彼は、炎と共に多くの謎を残して焼失した大樹館の未来を変えるために時を遡ったのだと告げる。
彼の伝える破滅の未来をなぞるように、やがて館では貴重な時間が起こりーー
*
胎児と対話しながら、使用人たる時鳥は館で起きる事件の真相を探っていく過程は、本格ミステリでありながら、幻想小説でもあり。
終始モノクロームの霞がかった幻想性をもった世界の中に漂うかのような感覚でした。
館の主人が不在のままに、主人の妻の十三回忌のディナーが始まる。
功績の美しさによって讃えられる三男や、普段は館の外に世界を持つ長男夫婦とその子供たち、次男と恋人と、物語は血縁者とその近知者に限られている事で、いっそうクローズド感を増しているのも興味深い。

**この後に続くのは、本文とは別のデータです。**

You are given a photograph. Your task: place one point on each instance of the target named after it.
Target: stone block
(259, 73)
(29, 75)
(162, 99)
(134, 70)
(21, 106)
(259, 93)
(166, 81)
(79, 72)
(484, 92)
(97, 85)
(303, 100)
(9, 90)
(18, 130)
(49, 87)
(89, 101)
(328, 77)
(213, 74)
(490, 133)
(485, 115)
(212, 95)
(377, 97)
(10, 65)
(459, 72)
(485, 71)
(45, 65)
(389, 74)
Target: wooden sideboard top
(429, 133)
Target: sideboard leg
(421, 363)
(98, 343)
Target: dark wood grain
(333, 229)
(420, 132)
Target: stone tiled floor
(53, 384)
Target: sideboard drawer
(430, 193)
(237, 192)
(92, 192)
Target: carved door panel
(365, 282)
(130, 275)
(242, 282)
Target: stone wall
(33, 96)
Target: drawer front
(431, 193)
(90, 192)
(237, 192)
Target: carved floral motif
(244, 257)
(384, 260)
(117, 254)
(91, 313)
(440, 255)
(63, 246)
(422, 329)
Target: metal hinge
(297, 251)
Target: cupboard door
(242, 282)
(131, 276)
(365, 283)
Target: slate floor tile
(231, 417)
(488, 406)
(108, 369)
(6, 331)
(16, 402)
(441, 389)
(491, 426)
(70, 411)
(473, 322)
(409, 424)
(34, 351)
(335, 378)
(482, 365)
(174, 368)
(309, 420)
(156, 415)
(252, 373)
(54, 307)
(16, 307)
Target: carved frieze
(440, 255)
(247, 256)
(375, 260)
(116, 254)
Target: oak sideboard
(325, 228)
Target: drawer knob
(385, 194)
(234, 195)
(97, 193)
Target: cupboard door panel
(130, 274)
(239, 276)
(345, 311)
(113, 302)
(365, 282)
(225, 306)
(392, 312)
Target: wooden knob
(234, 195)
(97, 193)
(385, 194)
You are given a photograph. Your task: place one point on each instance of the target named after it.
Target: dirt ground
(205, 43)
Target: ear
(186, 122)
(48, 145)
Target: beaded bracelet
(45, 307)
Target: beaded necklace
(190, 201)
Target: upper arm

世界が閉じており、閉じているからこその価値観で進行していく。
未来を知る胎児と、現在進行形で破滅の未来に進んでいる時鳥、ふたりのかけあいと推理は、微睡の中で行う思考実験、あるいは遊戯の様相で興味深いテイストなってます。
本当は何が起きていたのか。
真実はどこにあるのか?
謎が生まれ、違和感から別の謎に手が届き、また謎が絡みついてくるという不可思議性のためか、いざ真相に手がかかった時の感覚もどこか夢現に思えました。
遠のいた現実感の中、ゆらゆらと揺られるようにして二重写しの世界で事件を追う過程は、まさしく幻想。
不可思議な読後の余韻に浸る作品、この手触りに乙一を感じるのでした。